The best defense is a good offense, or so the old cliché goes.
While a good offense does indeed help a team succeed, the Columbus High soccer team may respectfully disagree.
For the Lady Blue Devils, everything starts on defense. That approach has helped them notch five consecutive shutouts during the most trying period of the season, placing them firmly on the precipice of a state title.
Columbus, which will play Marist for the Class AAAA title on Friday at West Georgia, has a group of four defenders, who, as a unit, are as good as any in the state, according to coach Rusty Oliver.
“They play so well as a unit,” Oliver said on Wednesday, a day after his team defeated Veterans in the state semifinals. “They are so skilled. Some teams put players in the back because they can’t play anywhere else, but our defenders could play anywhere on the field.”

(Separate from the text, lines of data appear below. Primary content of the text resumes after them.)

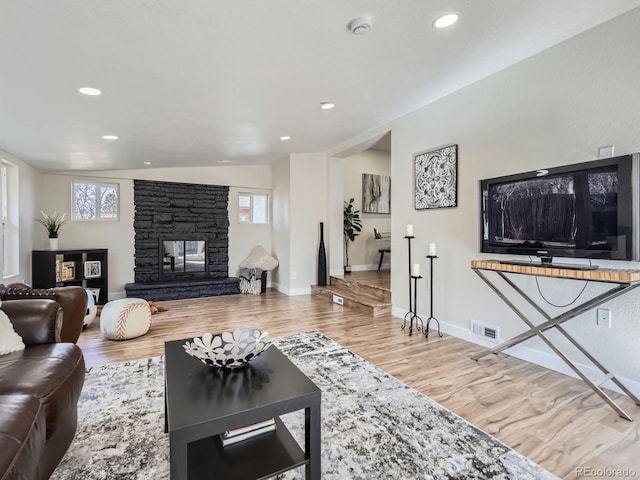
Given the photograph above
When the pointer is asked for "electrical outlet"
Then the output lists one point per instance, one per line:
(604, 317)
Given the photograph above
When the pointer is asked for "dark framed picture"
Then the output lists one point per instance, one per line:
(92, 269)
(437, 178)
(376, 193)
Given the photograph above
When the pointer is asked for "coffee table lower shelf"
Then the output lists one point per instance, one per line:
(260, 457)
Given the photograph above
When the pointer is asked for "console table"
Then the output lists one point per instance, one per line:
(620, 281)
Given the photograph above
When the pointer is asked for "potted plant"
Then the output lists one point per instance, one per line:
(53, 223)
(352, 226)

As a unit, the group has helped produce 14 shutouts in 21 games this season
The defenders are sisters Ivey and Lane Burbrink, Hanna Lester and Mallory Lotz. Two of the four, Lane Burbrink and Lester are sophomores, Lotz is a junior and Ivey is a senior.
It’s an effective mix in age, personalities and strengths.
Ivey is the fastest of the four and can cover a wide area defensively. Lotz is best at footwork, helping to tackle the ball and create an attack going the other way. Lane Burbrink and Lester are most aggressive, doing their best to keep the opposition off the ball.
“It’s good to have different people in their different niches,” Ivey Burbrink said. “We know what each person is best at, and that helps us play better as a unit.”
Her sister described the same effect a little further.
“It’s all about trust,” Lane said. “You can’t play defense unless you trust the people on your team. Obviously I trusted my sister when I started playing, but I learned I could trust everyone else quickly, too.”
Part of that trust comes from how the players deal with each other on the field. As many coaches have said, Oliver included, the in-game coaching comes form the field, not the sidelines.
When a player makes a mistake, others are there to pick them up.
Lotz and Lester both stressed the importance of their on-field relationship in maintaining calm and composure when something goes wrong.
“Making a mistake isn’t a big deal,” Lotz said. “Nobody gets angry with the other one. We just point out the mistake, shake it off and move on. It helps take the pressure off.”
“We just communicate well,” Lester said. “We’re good at staying calm. We understand each other, know how the other works. I think it’s really important to know that someone else is there to cover you when you make a mistake.”
The resulting success on defense and for the entire team has been irrefutable.
In two seasons with the team, Lane and Lester have advanced to the state final in both. Despite some outside opinions to the contrary, the players said it obviously wasn’t luck.
“When you make it in back-to-back years, it isn’t a fluke,” Lane said.
Now, though, they want to take the next step. For Ivey Burbrink, it is her last chance at a state title.
“I really want to finish it off,” she said. “It’s nice to be there again, but we obviously want to take it home. It’s my last chance.”
Her sister said that was on her mind, as well.
“I want it for her, too,” Lane said. “It’s been special, but I want to make it even more unforgettable. I want to bring home the cup for her and for the whole team.”